Dear All,
I have RNAseq data of a hybrid yeast, which has a lot of gene conversion and loss of heterozygosity between two genomes. I also have RNAseq data of one of its parents.
I was able to phase only 300 genes out of 6000. What I want is to compare gene expression levels between hybrid and this parent. Since only these 300 genes are phased, I got only 2% of uniquely mapped reads in hybrid, while in parent there are around 90%.
So my question is whether it is legitimate to use DESeq2 for only this subset of 300 genes?

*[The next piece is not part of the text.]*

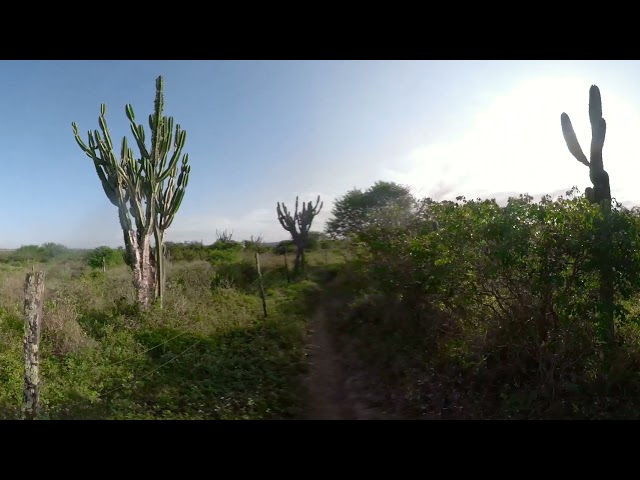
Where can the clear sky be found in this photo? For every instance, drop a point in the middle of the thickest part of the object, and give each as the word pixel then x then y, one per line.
pixel 259 132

I am wondering whether it is ok to compare such a different library sizes together.
Thanks,
With my experience, I would say, you may run into some normalization problems. May be you can try ANOVA kind of test(?). But somebody here who has better experience with DESeq2 should comment on your situation.
Hi Venu, you right, my gut feeling says that conceptually it might not feet to DESeq2. Regarding ANOVA, what do you suggest exactly? Thanks
Do you really need to phase the alignments to do this? If the two parents are quite similar I would think it'd be better to align to one genome (or use an allele-specific pipeline, ignoring the fact that you don't actually care about allele-specific expression) and use the counts from all of the genes.

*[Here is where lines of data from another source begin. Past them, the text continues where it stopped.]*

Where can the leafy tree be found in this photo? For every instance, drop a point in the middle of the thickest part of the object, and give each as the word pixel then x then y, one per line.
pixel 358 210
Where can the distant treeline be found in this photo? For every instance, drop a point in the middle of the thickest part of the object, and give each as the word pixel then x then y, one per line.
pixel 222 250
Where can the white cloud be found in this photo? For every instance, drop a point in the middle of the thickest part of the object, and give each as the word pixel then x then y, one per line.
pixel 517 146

Hi Devon, allele-specific expression is exactly what I had to do, that's why I phased genes :) So now I want to compare the parent and homeolog. Here we have a quite complex genome and usual allele-specific pipelines fail, since >70% of genome has undergone conversion and LOH.
Those 2% vs 90% aligned reads, are those referring to the entire genome or to the specific 300 genes? If the 300 genes of interest are similarly well covered, it may be feasible. You could use the standard kallisto/salmon - tximport - DESeq2 routine just using those 300 genes. At least technically, that should be doable.

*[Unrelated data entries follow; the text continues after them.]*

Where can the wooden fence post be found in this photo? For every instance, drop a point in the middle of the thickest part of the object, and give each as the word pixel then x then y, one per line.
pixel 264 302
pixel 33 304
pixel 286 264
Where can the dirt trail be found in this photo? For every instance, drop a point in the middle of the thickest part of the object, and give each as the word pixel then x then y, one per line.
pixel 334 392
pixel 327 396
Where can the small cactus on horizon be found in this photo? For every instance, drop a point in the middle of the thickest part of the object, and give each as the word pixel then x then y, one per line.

2% to 300 genes (the rest are multimaps), and 90 refers to entire genome. I used used STAR-DESeq2 pipeline.
What I want to try is mapping the parent only to subset of these 300 genes and then use DESeq2.
In the parental line, when you map to the entire genome, what is the mapping rate on the subset of 300 genes? Could you maybe clarify a bit how you mapped? Ex:
So I think I will subset these 300 genes from the whole genome mapping, and will normalize the library size only based on these genes and will compare it with hybrid.